The Group operates principally in the PRC (including Hong Kong) and grants credit to its customers in this geographic region. Although the PRC is economically stable, it is always possible that unanticipated events in foreign countries could disrupt the Group’s operations.

 

Financial instruments that potentially subject the Group to a concentration of credit risk consist of cash, trade and notes receivables.

 

At March 31, 2012 and 2013, the Company had credit risk exposure of uninsured cash in banks of approximately $3,014,000 and $2,154,000, respectively.

 

A substantial portion, 60%, 66% and 52% of revenue, was generated from one customer for the years ended March 31, 2011, 2012 and 2013, respectively.

 

The net sales to customers representing at least 10% of net total sales are as follows:

 

   Year Ended March 31,
   2011  2012  2013
   $ in thousands  %  $ in thousands  %  $ in thousands  %
                   
Sunbeam Products, Inc.   16,934    60    17,499    66    15,818    52 
Fitbit, Inc.   —      —      106    1    5,493    18 
Gottl Kern + Sohn GMBH   3,970    14    3,744    14    3,814    13 
                           
         74         81         83 
                            

 

 

The following customers had balances greater than 10% of the total trade receivables at the respective balance sheet dates set forth below:

 

   March 31,
   2012  2013
   $ in thousands  %  $ in thousands  %
             
Sunbeam Products, Inc.   1,230    59    1,152    42 
Fitbit, Inc.   16    1    884    32 
Pitney Bowes Inc.   455    22    347    13 
                   
         82         87 
                   

 

At March 31, 2012 and 2013, these customers accounted for 82% and 87%, respectively, of net trade receivables.
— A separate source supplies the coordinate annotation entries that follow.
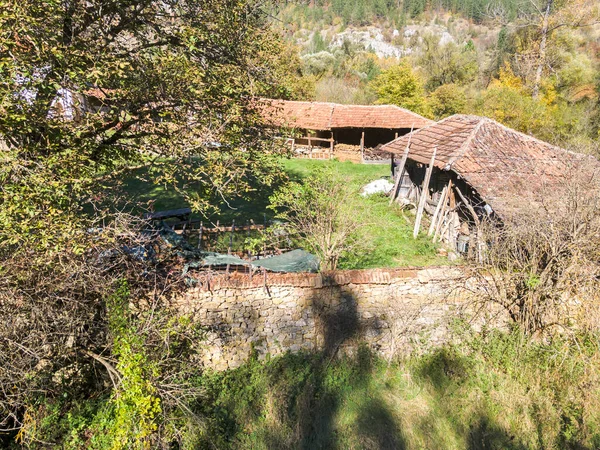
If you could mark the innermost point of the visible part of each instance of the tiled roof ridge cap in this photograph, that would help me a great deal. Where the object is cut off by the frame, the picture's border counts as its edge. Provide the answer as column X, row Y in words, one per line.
column 534, row 139
column 419, row 130
column 334, row 105
column 466, row 146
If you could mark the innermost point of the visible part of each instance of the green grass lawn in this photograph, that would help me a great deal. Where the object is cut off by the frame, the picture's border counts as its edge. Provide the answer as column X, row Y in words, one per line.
column 388, row 230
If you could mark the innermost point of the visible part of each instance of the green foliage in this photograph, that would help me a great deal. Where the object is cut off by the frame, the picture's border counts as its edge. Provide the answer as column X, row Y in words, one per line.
column 321, row 212
column 399, row 85
column 137, row 406
column 447, row 100
column 495, row 390
column 448, row 63
column 81, row 99
column 386, row 233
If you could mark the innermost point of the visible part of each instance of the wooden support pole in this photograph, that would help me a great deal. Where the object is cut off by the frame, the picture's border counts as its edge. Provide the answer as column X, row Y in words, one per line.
column 424, row 192
column 362, row 147
column 331, row 144
column 438, row 207
column 468, row 204
column 447, row 202
column 477, row 225
column 200, row 237
column 443, row 215
column 400, row 171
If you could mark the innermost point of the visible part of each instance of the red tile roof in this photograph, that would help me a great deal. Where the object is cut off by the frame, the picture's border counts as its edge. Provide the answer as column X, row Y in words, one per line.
column 326, row 116
column 501, row 164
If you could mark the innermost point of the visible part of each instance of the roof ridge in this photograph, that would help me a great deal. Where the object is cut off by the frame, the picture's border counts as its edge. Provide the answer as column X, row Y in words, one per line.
column 331, row 116
column 465, row 145
column 406, row 136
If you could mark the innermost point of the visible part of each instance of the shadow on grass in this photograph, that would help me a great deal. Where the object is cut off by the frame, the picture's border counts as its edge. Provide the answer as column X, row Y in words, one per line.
column 445, row 370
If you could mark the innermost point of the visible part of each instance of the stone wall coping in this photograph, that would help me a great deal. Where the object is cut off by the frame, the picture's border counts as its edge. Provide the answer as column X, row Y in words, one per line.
column 333, row 278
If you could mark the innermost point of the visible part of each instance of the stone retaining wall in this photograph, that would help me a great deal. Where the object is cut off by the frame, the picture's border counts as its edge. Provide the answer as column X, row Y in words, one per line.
column 395, row 310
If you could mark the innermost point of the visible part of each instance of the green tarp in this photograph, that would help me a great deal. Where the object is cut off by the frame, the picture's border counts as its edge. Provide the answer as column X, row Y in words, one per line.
column 293, row 261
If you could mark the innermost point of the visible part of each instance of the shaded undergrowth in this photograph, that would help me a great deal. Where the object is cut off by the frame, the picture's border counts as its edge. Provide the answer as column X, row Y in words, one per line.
column 498, row 391
column 493, row 391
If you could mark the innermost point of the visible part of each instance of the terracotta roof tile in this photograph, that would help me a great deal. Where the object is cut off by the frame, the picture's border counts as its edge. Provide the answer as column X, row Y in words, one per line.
column 326, row 116
column 500, row 163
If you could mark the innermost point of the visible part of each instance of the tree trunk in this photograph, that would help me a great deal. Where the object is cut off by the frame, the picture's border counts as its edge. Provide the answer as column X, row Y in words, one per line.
column 542, row 54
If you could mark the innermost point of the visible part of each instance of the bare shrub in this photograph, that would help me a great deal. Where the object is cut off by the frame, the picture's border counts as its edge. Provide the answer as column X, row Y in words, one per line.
column 542, row 263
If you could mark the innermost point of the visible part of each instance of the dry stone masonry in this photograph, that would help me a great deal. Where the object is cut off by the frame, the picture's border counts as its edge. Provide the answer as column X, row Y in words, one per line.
column 392, row 311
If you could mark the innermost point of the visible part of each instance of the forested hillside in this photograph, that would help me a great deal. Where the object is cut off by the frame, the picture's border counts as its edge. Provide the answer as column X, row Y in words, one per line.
column 532, row 65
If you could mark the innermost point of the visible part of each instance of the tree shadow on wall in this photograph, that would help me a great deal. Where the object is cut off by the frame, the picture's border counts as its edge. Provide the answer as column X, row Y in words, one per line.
column 372, row 423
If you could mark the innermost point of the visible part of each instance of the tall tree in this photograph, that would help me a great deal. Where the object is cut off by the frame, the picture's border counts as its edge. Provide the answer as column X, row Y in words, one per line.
column 88, row 90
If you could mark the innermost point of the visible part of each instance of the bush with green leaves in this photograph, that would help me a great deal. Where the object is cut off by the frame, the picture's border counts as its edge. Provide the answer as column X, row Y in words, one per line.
column 321, row 212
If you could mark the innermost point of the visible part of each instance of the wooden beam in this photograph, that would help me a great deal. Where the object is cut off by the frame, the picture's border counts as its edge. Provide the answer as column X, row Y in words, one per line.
column 468, row 204
column 424, row 193
column 479, row 243
column 331, row 144
column 437, row 211
column 362, row 147
column 394, row 192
The trade receivables have repayment terms of not more than twelve months. Trade receivables for two customers (Sunbeam Products, Inc. and Fitbit, Inc.) accounted for 74% of total trade receivables as of March 31, 2013 (2012: 60%), and they were covered by credit insurance under a factoring agreement with a bank. The Group does not require collateral to support financial instruments that are subject to credit risk.